Kendra's Law: Final Report on the Status of Assisted Outpatient Treatment
Opinions of AOT Recipients Concerning Court-ordered Treatment

This final set of findings are preliminary results from face-to-face interviews of AOT recipients conducted by researchers at New York State Psychiatric Institute (NYSPI)/Columbia University as part of an ongoing study comparing community outcomes for AOT recipients to those experienced by a comparison group of non-AOT outpatient service recipients. The NYSPI/Columbia study is focused on a sample of AOT recipients (n=76 to date) receiving court-ordered treatment in New York City (Bronx and Queens). Through face-to-face interviews, researchers assess recipients' recent service histories, opinions about AOT, strength of the working alliance between recipient and AOT case manager, and other factors relevant to AOT including perceived coercion and stigma, perceived efficacy of services received through AOT, and quality of life. Interviews are being repeated at three, six, nine and 12 month intervals to assess changes over time. (OMH anticipates that final results from this study will be available in 2006.)

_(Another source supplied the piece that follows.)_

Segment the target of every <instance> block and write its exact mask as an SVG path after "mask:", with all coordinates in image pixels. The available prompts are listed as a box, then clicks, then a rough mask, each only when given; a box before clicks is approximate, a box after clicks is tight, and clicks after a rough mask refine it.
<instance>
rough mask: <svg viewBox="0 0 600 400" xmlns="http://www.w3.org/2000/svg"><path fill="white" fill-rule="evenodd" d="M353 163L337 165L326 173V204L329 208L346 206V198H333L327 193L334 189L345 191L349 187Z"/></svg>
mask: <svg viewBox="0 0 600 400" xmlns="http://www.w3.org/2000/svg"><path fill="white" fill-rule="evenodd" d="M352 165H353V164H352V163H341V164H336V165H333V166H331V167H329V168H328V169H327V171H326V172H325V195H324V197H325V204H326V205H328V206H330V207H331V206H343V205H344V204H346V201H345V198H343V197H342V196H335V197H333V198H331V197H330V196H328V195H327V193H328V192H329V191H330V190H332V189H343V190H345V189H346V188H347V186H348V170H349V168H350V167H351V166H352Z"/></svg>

Concerning the experience of being court-ordered into treatment, about half of the AOT recipients interviewed reported feeling angry (54%) or embarrassed (53%) by the experience. However, 62% of AOT recipients also reported that, all things considered, being court-ordered into treatment has been a good thing for them. Concerning the emphasis in AOT on the importance of remaining engaged in needed services over time, the majority of AOT recipients interviewed reported that the pressures or things people have done to get them to stay in treatment helped them to get and stay well (81%), gain control over their lives (75%), and made them more likely to keep appointments and take medication (90%). Concerning the working alliance between AOT recipients and their case managers, the majority reported that they were confident in their case manager's ability to help them (87%) and that they and their case managers agree on what is important for them to work on (88%).